Abstract: A video-confocal microscopy method for creating an image of an optical section (π) of a sample (99), provides, in one aspect of the invention, illuminating the sample (99) with illumination beams (19) concentrated on spots (x,y) arranged in an illumination pattern (18) in an illumination plane (α0) at the optical section (π); translationally parallel moving the pattern (18) of spots (x,y) to a plurality of positions in the illumination plane; it also provides for each position (u,v) of the illumination pattern (18), receiving light (21) returned by the sample (99) by reflection and/or transmission and/or phosphorescence, and detecting raw images (52), each having a light intensity distribution Iu,v(x,y) on said image detector.

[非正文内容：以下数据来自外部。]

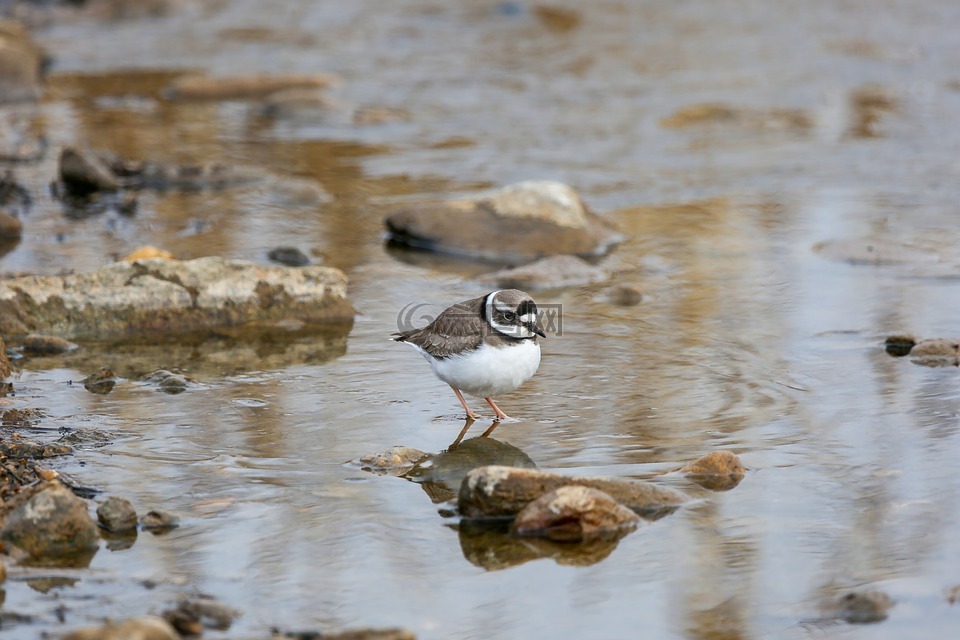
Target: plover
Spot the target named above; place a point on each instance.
(486, 346)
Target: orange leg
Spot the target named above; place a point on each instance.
(470, 414)
(500, 414)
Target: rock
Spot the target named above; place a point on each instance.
(101, 382)
(289, 256)
(83, 173)
(573, 514)
(159, 521)
(869, 105)
(742, 118)
(900, 344)
(142, 628)
(148, 251)
(195, 613)
(243, 87)
(502, 492)
(519, 223)
(937, 352)
(624, 296)
(153, 297)
(117, 515)
(52, 523)
(37, 344)
(21, 63)
(860, 607)
(10, 226)
(717, 471)
(19, 448)
(392, 460)
(553, 272)
(167, 381)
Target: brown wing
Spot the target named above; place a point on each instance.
(457, 329)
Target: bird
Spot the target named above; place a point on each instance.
(484, 346)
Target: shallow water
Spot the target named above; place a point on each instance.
(747, 338)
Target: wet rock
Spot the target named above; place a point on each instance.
(624, 296)
(869, 106)
(51, 523)
(83, 172)
(573, 514)
(491, 546)
(117, 515)
(440, 475)
(21, 63)
(37, 344)
(860, 607)
(393, 461)
(717, 471)
(936, 352)
(17, 448)
(101, 382)
(368, 116)
(243, 87)
(148, 251)
(20, 417)
(167, 381)
(154, 297)
(900, 344)
(518, 223)
(355, 634)
(759, 120)
(502, 492)
(10, 226)
(289, 256)
(554, 272)
(142, 628)
(159, 521)
(193, 614)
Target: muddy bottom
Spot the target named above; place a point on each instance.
(785, 180)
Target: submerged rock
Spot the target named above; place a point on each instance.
(393, 461)
(194, 613)
(553, 272)
(518, 223)
(37, 344)
(117, 515)
(243, 87)
(157, 296)
(159, 521)
(717, 471)
(289, 256)
(142, 628)
(502, 492)
(573, 514)
(860, 607)
(937, 352)
(51, 524)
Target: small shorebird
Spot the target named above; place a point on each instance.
(486, 346)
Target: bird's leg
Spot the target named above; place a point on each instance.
(470, 414)
(500, 414)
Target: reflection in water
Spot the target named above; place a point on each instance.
(492, 547)
(440, 475)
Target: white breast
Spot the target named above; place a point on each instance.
(490, 371)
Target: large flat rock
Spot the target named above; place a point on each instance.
(157, 296)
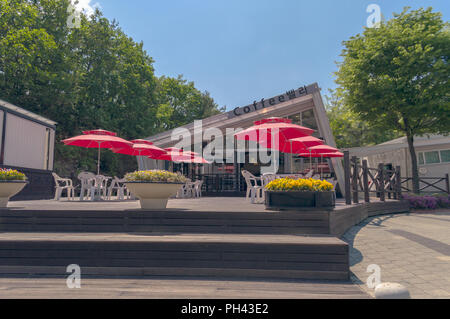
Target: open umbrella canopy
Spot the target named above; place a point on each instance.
(139, 141)
(322, 149)
(324, 155)
(302, 144)
(196, 160)
(97, 139)
(89, 140)
(274, 133)
(173, 154)
(140, 150)
(100, 132)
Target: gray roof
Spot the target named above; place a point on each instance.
(26, 114)
(419, 141)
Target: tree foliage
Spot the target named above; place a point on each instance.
(350, 130)
(397, 76)
(94, 76)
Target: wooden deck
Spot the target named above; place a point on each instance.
(205, 238)
(163, 288)
(206, 215)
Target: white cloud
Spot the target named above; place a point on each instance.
(86, 6)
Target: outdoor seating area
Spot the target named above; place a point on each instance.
(92, 188)
(256, 185)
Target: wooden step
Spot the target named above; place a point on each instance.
(169, 221)
(217, 255)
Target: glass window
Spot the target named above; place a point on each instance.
(421, 159)
(309, 120)
(432, 157)
(296, 119)
(445, 156)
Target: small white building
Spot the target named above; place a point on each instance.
(433, 154)
(27, 144)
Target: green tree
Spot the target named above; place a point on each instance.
(179, 102)
(94, 76)
(396, 76)
(349, 129)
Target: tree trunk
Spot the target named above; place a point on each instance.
(415, 167)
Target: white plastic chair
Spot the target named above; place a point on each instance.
(100, 187)
(333, 182)
(87, 185)
(117, 185)
(198, 189)
(253, 187)
(310, 174)
(61, 185)
(265, 180)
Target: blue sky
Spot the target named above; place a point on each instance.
(244, 50)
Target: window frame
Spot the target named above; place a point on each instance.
(422, 153)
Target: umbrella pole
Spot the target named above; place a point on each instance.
(98, 160)
(310, 160)
(321, 167)
(292, 159)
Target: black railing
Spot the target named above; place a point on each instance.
(383, 182)
(429, 184)
(222, 184)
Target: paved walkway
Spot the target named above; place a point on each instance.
(413, 250)
(15, 288)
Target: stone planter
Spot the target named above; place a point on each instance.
(153, 195)
(8, 189)
(278, 200)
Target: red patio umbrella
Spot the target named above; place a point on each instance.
(140, 149)
(302, 144)
(97, 139)
(321, 155)
(274, 129)
(323, 149)
(279, 129)
(173, 154)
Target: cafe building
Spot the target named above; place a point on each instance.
(304, 106)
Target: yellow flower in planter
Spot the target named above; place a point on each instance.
(11, 175)
(290, 184)
(155, 176)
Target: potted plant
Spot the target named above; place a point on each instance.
(154, 188)
(11, 183)
(290, 193)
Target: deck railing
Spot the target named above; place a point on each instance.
(382, 182)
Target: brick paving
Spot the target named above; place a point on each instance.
(412, 249)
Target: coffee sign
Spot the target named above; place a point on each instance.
(256, 106)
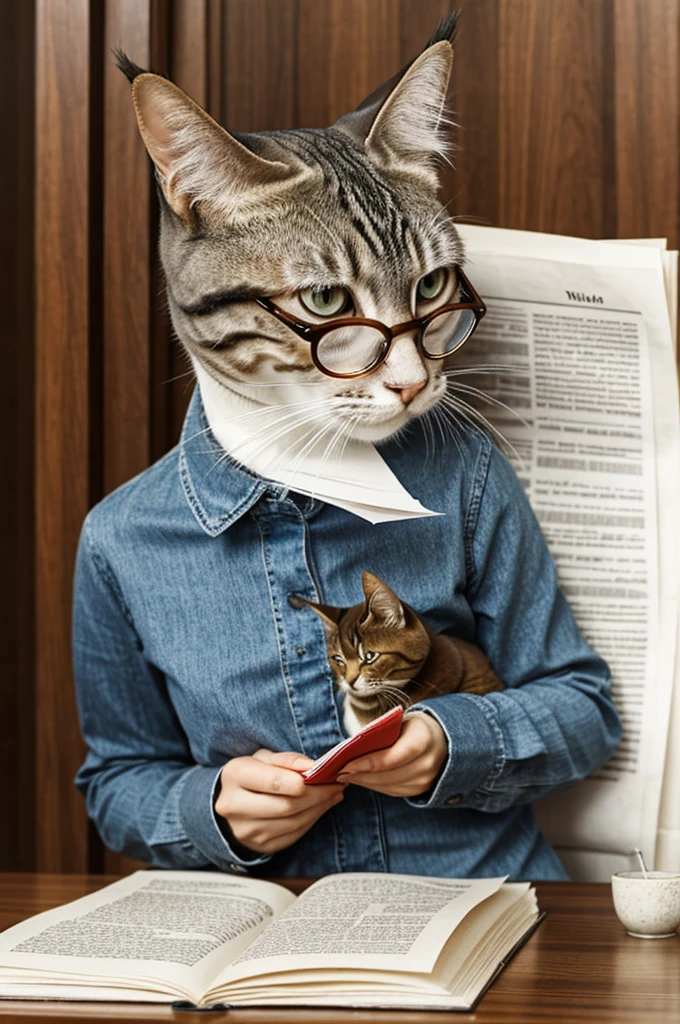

Abstract translation: 用于产生样品（99）的光学部分（＆pgr）的图像的视频共聚焦显微镜方法在本发明的一个方面中提供了用点集中的照明光束（19）照亮样品（99） x，y）在光学部分（＆pgr）处的照明平面（α0）中布置成照明图案（18）; 平移地将点（x，y）的图案（18）移动到照明平面中的多个位置; 它还提供照明图案（18）的每个位置（u，v），通过反射和/或透射和/或磷光接收样品（99）返回的光（21），并且检测原始图像（52）， 每个在所述图像检测器上具有光强度分布Iu，v（x，y）。

公开(公告)号：US10741747B2

公开(公告)日：2020-08-11

申请号：US15128973

申请日：2015-03-12

Applicant: Bercella S.r.l. ,  CNR Consiglio nazionale Delle Ricerche

Inventor： Davide Calestani ,  Nicola Coppede ,  Maurizio Culiolo ,  Davide Delmonte ,  Marco Lani ,  Andrea Zappetini ,  Laura Marchini ,  Rocco Bercella

IPC: H01L41/37 ,  H01L41/317 ,  H01L41/09 ,  H01L41/18 ,  H01L41/314 ,  H01L41/316 ,  H01L41/113 ,  H01L41/047

Abstract: The present invention relates to a zinc oxide-based piezoelectric device, utilizable both as a sensor and as an actuator. More in particular, the present invention relates to a piezoelectric device (1, 101) comprising at least two carbon fibre crossed yarns (2a, 2b; 102a, 102b), at the intersection of which a zinc oxide layer (3, 103) in nanorod form is arranged, wherein an end (4a, 4b) of each of said yarns (2a, 2b; 102a, 102b) is connected to an operative unit (5).

公开(公告)号：US20180093247A1

公开(公告)日：2018-04-05

申请号：US15559907

申请日：2016-03-17

Applicant: CNR - CONSIGLIO NAZIONALE DELLE RICERCHE

Inventor： Iginio LONGO ,  Carlo FERRARI

IPC: B01J19/08 ,  B01J19/12

CPC classification number: B01J19/088 ,  B01J19/124 ,  B01J19/126 ,  B01J19/127 ,  B01J19/128 ,  B01J19/2425 ,  B01J19/243 ,  B01J19/2435 ,  B01J2219/0871 ,  B01J2219/0894 ,  B01J2219/1215 ,  B01J2219/1227 ,  B01J2219/1242 ,  B01J2219/1293 ,  B01J2219/1296 ,  H01J65/044

Abstract: A photochemical reactor (1) having a hollow container body (10) having a side wall (11) made of a material arranged to contain an excited luminous plasma with electromagnetic fields and defining a closed excitation chamber (12) in which, in use, an excitable material (15) is present in such a way to obtain a discharge of the excited luminous plasma by microwave irradiation. The hollow container body (10) is provided with at least a hollow (20) that protrudes into the excitation chamber (12) and at least a microwave radiation source positioned, in use, in the hollow (20), and arranged to emit radiations in such a way to excite the excitable material (15) producing a luminous plasma.